No círculo externo mais distante temos as pessoas que nitidamente não devem ser ajudadas pela igreja. Em primeiro lugar, a igreja não deve prover hospitalidade para falsos mestres ou fazer qualquer coisa que encorajaria e estimularia seus atos imorais (II João 10-11). Em segundo lugar, os cristãos não devem dar sustento a pessoas aptas fisicamente, que poderiam sustentar a si mesmas, mas em vez disso preferem a preguiça (I Tessalonicenses 4.11-12; 5.14; Provérbios 24.30-34). O princípio apostólico é claro: “Porque, quando ainda convosco, vos ordenamos isto: se alguém não quer trabalhar, também não coma.” (II Tessalonicenses 3.10). De fato, Paulo insiste que a disciplina na igreja deve ser exercida sobre aqueles que persistem na preguiça (II Tessalonicenses 3.14). A responsabilidade cristã com a caridade não se estende àqueles que esperam que os outros façam por eles aquilo que eles mesmos poderiam fazer. De qualquer forma, ajudar os pobres numa circunstâncias dessas não é ajudar.

Princípios básicos para decisões sábias

Obviamente, eu nem comecei a responder as inúmeras perguntas “E se…?” e “E sobre…?” que surgem quando as igrejas começam a trabalhar efetivamente o cuidado com os pobres. Eu não posso dar respostas específicas para cada situação porque a Bíblia também não dá essas respostas.

Mas o que a Bíblia faz é prover os princípios básicos para sábias tomadas de decisão. Enquanto você considera sua obrigação pessoal quanto aos pobres e a obrigação da sua igreja, mantenha em mente esses dois princípios: proximidade e necessidade. Quanto mais próxima a pessoa for de você (relacionalmente, espiritualmente ou geograficamente) e quanto mais acentuada for a necessidade (porque é imediata, urgente ou somente você pode ajudar), maior é a sua obrigação de doar, dar assistência e se envolver. Quanto mais longe você vai em cada círculo, menos obrigado você deveria se sentir e  mais cautela você deveria ter.
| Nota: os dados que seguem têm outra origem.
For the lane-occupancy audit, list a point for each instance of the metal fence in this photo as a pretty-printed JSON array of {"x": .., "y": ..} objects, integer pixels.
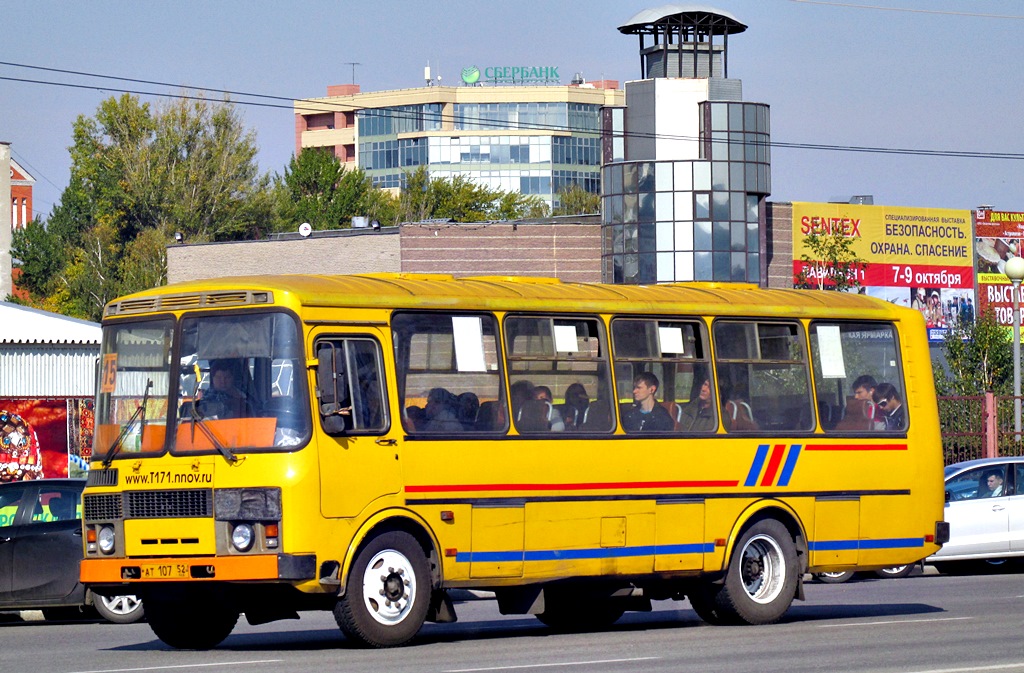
[{"x": 978, "y": 426}]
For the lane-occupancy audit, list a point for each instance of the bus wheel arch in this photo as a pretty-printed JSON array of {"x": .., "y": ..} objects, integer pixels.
[{"x": 765, "y": 561}]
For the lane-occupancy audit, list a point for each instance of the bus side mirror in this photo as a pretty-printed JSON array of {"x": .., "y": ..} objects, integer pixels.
[{"x": 332, "y": 387}]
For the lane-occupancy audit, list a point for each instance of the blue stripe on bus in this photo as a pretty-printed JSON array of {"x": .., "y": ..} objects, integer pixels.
[
  {"x": 579, "y": 554},
  {"x": 791, "y": 464},
  {"x": 759, "y": 463},
  {"x": 845, "y": 545}
]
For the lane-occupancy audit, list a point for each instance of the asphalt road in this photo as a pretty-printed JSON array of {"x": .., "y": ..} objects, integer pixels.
[{"x": 920, "y": 624}]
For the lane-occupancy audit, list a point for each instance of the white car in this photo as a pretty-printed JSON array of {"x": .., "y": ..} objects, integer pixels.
[{"x": 984, "y": 511}]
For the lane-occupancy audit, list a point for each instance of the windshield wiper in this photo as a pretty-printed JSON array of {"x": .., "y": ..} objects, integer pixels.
[
  {"x": 200, "y": 422},
  {"x": 139, "y": 413}
]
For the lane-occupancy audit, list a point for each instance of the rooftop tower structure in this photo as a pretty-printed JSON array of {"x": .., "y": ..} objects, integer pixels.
[{"x": 686, "y": 162}]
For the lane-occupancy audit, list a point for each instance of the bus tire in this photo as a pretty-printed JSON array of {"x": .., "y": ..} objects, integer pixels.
[
  {"x": 761, "y": 582},
  {"x": 196, "y": 622},
  {"x": 387, "y": 593},
  {"x": 119, "y": 610}
]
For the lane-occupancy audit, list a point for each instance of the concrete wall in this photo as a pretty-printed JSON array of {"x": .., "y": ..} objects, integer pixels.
[
  {"x": 351, "y": 251},
  {"x": 570, "y": 250}
]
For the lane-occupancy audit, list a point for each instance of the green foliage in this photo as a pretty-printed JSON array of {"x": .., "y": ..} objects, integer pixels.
[
  {"x": 979, "y": 356},
  {"x": 577, "y": 201},
  {"x": 462, "y": 200},
  {"x": 832, "y": 264},
  {"x": 318, "y": 190},
  {"x": 137, "y": 176}
]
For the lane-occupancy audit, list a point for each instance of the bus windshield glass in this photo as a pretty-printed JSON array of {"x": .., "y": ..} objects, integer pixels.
[
  {"x": 131, "y": 407},
  {"x": 241, "y": 384}
]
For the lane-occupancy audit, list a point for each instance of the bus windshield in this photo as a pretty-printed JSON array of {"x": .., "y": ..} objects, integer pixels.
[{"x": 231, "y": 384}]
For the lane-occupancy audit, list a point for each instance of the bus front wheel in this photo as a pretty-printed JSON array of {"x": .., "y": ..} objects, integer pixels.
[
  {"x": 388, "y": 592},
  {"x": 761, "y": 582}
]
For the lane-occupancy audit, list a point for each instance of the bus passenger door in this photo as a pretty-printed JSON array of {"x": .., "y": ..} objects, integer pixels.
[{"x": 358, "y": 450}]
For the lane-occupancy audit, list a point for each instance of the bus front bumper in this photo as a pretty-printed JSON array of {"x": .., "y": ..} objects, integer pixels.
[{"x": 267, "y": 568}]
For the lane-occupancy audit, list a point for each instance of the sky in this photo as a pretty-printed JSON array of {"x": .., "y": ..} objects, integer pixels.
[{"x": 936, "y": 76}]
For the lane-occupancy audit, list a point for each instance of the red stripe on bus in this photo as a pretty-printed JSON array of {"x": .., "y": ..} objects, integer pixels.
[
  {"x": 567, "y": 487},
  {"x": 856, "y": 447},
  {"x": 776, "y": 459}
]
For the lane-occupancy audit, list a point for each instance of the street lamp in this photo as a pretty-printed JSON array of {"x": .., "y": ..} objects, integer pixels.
[{"x": 1015, "y": 271}]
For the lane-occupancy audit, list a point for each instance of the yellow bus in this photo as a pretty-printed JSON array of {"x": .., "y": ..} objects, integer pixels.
[{"x": 364, "y": 444}]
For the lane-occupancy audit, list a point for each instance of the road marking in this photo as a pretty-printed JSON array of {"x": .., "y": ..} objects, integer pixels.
[
  {"x": 971, "y": 669},
  {"x": 938, "y": 619},
  {"x": 168, "y": 668},
  {"x": 510, "y": 668}
]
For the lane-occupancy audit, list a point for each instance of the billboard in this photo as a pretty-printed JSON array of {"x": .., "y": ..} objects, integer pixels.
[
  {"x": 44, "y": 437},
  {"x": 999, "y": 237},
  {"x": 916, "y": 257}
]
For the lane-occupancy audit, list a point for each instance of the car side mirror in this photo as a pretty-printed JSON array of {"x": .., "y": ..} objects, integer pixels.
[{"x": 332, "y": 386}]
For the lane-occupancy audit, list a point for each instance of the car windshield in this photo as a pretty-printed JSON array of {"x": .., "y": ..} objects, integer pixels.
[{"x": 232, "y": 384}]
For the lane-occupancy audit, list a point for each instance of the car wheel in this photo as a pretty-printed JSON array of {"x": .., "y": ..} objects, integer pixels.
[
  {"x": 120, "y": 610},
  {"x": 761, "y": 581},
  {"x": 895, "y": 572},
  {"x": 387, "y": 593}
]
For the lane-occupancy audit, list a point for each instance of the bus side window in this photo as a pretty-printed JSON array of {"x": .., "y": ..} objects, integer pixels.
[
  {"x": 850, "y": 361},
  {"x": 763, "y": 377},
  {"x": 350, "y": 386}
]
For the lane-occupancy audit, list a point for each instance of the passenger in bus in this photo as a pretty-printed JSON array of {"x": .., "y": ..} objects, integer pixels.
[
  {"x": 222, "y": 398},
  {"x": 574, "y": 410},
  {"x": 554, "y": 417},
  {"x": 863, "y": 389},
  {"x": 519, "y": 392},
  {"x": 468, "y": 406},
  {"x": 441, "y": 412},
  {"x": 888, "y": 400},
  {"x": 646, "y": 415},
  {"x": 698, "y": 414}
]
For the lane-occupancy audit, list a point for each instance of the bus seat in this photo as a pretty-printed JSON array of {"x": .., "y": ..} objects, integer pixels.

Mas, por favor, não use os dois círculos de responsabilidade como uma desculpa para a apatia e a inatividade. Use os princípios bíblicos para te ajudar a determinar as prioridades sabiamente e responda de formas que sejam sustentáveis e efetivas.

Kevin DeYoung é o pastor sênior da University Reformed Church em East Lansing, Michigan, e é, mais recentemente, autor juntamente com Greg Gilbert, de What is the Mission of the Church? – Qual é a Missão da Igreja?- (Crossway, 2011).